Les économistes considèrent donc le zonage d’exclusion comme une composante inhérente aux équilibres fiscaux des communes. Elles sélectionnent les nouveaux habitants en limitant la ressource foncière à des fins de rentabilité des équipements publics pour chercher à maîtriser leur développement. Ce type de zonage est donc associé au zonage fiscal qui, par un pouvoir de monopole de la puissance publique, sélectionne implicitement les populations dont les revenus sont en adéquation avec les exigences de gestion des biens publics de la commune d’accueil (seuil plafonné de développement démographique, hausse du prix du foncier, recettes fiscales, etc.).

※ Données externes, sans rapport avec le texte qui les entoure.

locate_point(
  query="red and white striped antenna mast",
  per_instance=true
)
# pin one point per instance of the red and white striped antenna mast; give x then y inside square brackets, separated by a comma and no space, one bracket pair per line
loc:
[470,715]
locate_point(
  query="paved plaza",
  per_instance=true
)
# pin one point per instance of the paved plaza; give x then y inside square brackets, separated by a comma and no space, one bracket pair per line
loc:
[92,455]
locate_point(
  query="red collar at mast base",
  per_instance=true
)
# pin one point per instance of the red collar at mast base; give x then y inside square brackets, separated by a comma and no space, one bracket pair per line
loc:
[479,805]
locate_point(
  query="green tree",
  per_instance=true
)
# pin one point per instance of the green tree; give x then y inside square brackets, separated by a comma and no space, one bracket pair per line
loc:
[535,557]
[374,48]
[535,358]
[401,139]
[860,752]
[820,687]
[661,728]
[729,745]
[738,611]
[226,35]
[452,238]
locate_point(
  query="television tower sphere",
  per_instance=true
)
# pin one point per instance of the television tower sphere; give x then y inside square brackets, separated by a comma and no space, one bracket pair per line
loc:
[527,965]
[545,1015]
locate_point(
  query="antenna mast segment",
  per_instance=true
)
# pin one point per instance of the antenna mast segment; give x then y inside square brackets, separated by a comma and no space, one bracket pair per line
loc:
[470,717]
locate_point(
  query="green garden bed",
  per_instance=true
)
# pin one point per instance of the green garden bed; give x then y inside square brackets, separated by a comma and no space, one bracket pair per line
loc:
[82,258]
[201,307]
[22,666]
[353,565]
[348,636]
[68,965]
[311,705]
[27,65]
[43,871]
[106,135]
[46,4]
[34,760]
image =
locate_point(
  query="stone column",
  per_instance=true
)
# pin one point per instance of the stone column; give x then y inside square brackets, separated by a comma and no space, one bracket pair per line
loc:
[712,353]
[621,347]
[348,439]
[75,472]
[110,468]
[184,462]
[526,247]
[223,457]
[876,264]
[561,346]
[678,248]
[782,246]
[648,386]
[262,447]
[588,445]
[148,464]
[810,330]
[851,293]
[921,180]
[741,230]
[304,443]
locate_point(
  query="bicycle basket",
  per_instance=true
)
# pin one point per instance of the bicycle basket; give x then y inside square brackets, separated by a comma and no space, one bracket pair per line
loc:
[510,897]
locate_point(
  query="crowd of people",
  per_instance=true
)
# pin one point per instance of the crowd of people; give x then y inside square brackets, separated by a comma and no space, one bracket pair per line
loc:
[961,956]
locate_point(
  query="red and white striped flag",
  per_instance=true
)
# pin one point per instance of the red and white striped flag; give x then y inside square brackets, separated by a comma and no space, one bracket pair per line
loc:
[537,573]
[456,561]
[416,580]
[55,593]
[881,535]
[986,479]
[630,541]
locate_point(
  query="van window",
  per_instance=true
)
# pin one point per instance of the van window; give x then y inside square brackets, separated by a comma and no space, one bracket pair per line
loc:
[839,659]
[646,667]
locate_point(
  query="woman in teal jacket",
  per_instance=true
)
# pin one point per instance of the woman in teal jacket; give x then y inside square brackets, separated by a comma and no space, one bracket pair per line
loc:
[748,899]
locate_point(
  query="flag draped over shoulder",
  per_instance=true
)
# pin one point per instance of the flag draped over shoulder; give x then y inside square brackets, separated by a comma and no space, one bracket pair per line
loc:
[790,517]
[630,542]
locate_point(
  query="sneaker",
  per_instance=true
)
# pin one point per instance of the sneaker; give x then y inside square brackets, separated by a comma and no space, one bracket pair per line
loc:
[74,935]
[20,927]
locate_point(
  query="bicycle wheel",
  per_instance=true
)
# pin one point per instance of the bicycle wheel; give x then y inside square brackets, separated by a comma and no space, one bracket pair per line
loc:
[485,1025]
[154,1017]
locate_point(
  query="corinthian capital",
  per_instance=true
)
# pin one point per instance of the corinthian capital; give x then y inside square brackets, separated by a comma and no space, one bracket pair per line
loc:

En conclusion de ce paragraphe, nous retenons qu’un document d’urbanisme peut contenir plusieurs types de zonages à la fois dans l’espace et dans le temps, à travers les révisions et modifications de PLU. Le marché de l’immobilier et foncier est un paramètre mal connu, trop peu évalué pour comprendre ses répercussions
dans l’action publique. Cependant, ces pressions fiscales traduisent des stratégies politiques et des règles économiques pouvant prédominer la question paysagère.